Exploring Data Warehousing
I had studied Data Warehousing as a subject in my Masters degree. However I'd never expected to come across it in the kind of work I thought I'd be getting into. But viola! It seems I now have an opportunity to try out those theories in practice. I've been given the responsibility to come up with a data warehousing solution for an enterprise software that I'm involved with. Deadline: 2 weeks!
Links
So here are some links I'm exploring at the moment:
Data Warehouse: Wikipedia Article
Designing the Star Schema Database
Data Mart vs Data Warehouse - The Great Debate (a blog entry)

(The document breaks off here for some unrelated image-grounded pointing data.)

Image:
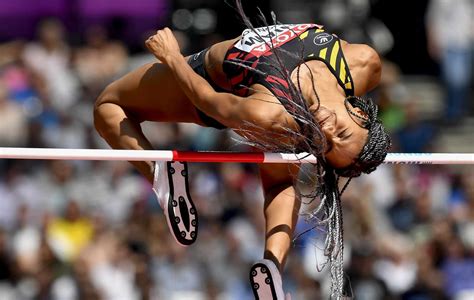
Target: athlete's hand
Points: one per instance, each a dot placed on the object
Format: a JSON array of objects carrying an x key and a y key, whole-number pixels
[{"x": 163, "y": 45}]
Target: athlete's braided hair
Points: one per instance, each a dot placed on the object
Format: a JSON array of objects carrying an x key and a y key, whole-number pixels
[
  {"x": 378, "y": 141},
  {"x": 310, "y": 138}
]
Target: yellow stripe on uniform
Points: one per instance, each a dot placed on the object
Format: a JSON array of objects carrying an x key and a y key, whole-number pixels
[
  {"x": 342, "y": 73},
  {"x": 334, "y": 52},
  {"x": 322, "y": 53},
  {"x": 304, "y": 35}
]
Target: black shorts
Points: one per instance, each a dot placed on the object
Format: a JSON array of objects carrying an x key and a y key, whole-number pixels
[{"x": 196, "y": 61}]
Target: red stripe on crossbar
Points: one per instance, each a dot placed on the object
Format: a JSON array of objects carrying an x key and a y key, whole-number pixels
[{"x": 250, "y": 157}]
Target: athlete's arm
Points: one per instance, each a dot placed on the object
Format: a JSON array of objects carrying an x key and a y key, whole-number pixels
[
  {"x": 229, "y": 109},
  {"x": 365, "y": 66}
]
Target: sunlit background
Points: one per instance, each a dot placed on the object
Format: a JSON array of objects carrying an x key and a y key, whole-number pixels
[{"x": 93, "y": 230}]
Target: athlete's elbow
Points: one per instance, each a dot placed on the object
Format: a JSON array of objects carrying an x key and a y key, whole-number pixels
[
  {"x": 104, "y": 112},
  {"x": 373, "y": 65}
]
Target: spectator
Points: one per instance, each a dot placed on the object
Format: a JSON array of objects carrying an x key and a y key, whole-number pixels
[{"x": 450, "y": 27}]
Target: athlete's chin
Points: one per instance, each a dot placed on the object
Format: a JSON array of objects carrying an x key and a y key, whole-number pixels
[{"x": 325, "y": 117}]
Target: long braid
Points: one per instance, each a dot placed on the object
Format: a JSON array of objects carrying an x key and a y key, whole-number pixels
[{"x": 310, "y": 138}]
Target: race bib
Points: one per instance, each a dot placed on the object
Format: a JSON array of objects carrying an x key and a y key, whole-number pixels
[{"x": 259, "y": 40}]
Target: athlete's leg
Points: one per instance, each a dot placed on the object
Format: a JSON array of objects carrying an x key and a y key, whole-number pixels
[
  {"x": 280, "y": 209},
  {"x": 148, "y": 93},
  {"x": 281, "y": 212},
  {"x": 151, "y": 93}
]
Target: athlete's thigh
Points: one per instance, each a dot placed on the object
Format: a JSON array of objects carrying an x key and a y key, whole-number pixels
[
  {"x": 152, "y": 93},
  {"x": 276, "y": 178}
]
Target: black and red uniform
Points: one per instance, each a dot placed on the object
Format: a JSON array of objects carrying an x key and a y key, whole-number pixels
[{"x": 262, "y": 54}]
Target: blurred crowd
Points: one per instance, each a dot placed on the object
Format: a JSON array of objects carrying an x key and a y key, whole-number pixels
[{"x": 93, "y": 230}]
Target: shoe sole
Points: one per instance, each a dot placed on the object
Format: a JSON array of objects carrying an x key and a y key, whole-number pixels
[
  {"x": 262, "y": 282},
  {"x": 180, "y": 212}
]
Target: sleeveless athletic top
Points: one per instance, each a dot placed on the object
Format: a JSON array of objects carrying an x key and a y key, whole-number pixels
[{"x": 261, "y": 52}]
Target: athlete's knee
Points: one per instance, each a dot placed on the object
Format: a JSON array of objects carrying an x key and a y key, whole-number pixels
[{"x": 106, "y": 111}]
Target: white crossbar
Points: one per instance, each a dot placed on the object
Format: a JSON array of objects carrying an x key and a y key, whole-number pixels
[{"x": 254, "y": 157}]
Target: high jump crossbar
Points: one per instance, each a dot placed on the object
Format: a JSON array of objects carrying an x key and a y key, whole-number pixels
[{"x": 193, "y": 156}]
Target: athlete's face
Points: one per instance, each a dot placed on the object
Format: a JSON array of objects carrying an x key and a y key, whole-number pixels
[{"x": 344, "y": 134}]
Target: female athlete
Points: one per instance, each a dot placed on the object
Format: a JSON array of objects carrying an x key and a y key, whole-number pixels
[{"x": 283, "y": 87}]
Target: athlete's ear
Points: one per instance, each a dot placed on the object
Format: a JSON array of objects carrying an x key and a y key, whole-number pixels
[{"x": 361, "y": 113}]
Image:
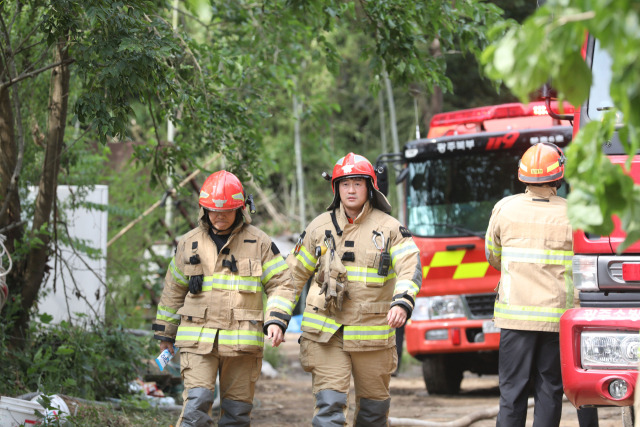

A quick Data Warehouse tutorial
Problem Statement
Straight from my Manager:
"Come up with a data warehousing solution for our TeamBuilder system. It should store timestamped details of all the important business models of our system, ie, Person, People Request, Recruiting Request, Partner, Partner Team, etc. This should enable us to create a reporting framework on top so that we can easily come up with trending or time-based reports. Note, however, that the data warehouse should be usable for current info also so that day-to-day reports are also generated by the same reporting framework. Keep in mind that the reporting requirements are not well-known, ever-changing and cannot be anticipated. Hence, persist all relevant data from the operational database so that any report can be catered to."
Why Data Warehouse?
Why we think a DW can help:
- A DW is, after all, primarily used to store historical data.
- A DW's primary usage is reporting and data analysis; a DW schema is usually de-normalized and hence results in very fast query-processing.
- A DW's schema is usually simple and straight-forward, such that non-techies can themselves get the desired info out of it (using simple SQL or reporting tools) without requiring expert help.
Considerations
Strategic
- Since the problem statement says that we cannot anticipate the reporting requirements, we are saying that we do not know the facts part of the DW but only the dimensions part!! How do you go about designing a DW if this happens?? All the popular DW models like Star Schema, Snowflake Schema, etc, have the facts table at the centre and the dimension tables around it.
- We are not necessarily interested in counts only (eg, the number of Billable people in a particular BU) but also in lists of details (eg, details of all the people in the Pool). DW solutions are more geared towards aggregated data; what solutions exist for detailed level facts instead of aggregated facts?
Tactical
Some points to ponder about:
- Need ETL to bring about consistency among the various representations of the same concept. Glaring example: representation of BU is different in Person, People Request, Recruiting Request, and Partner.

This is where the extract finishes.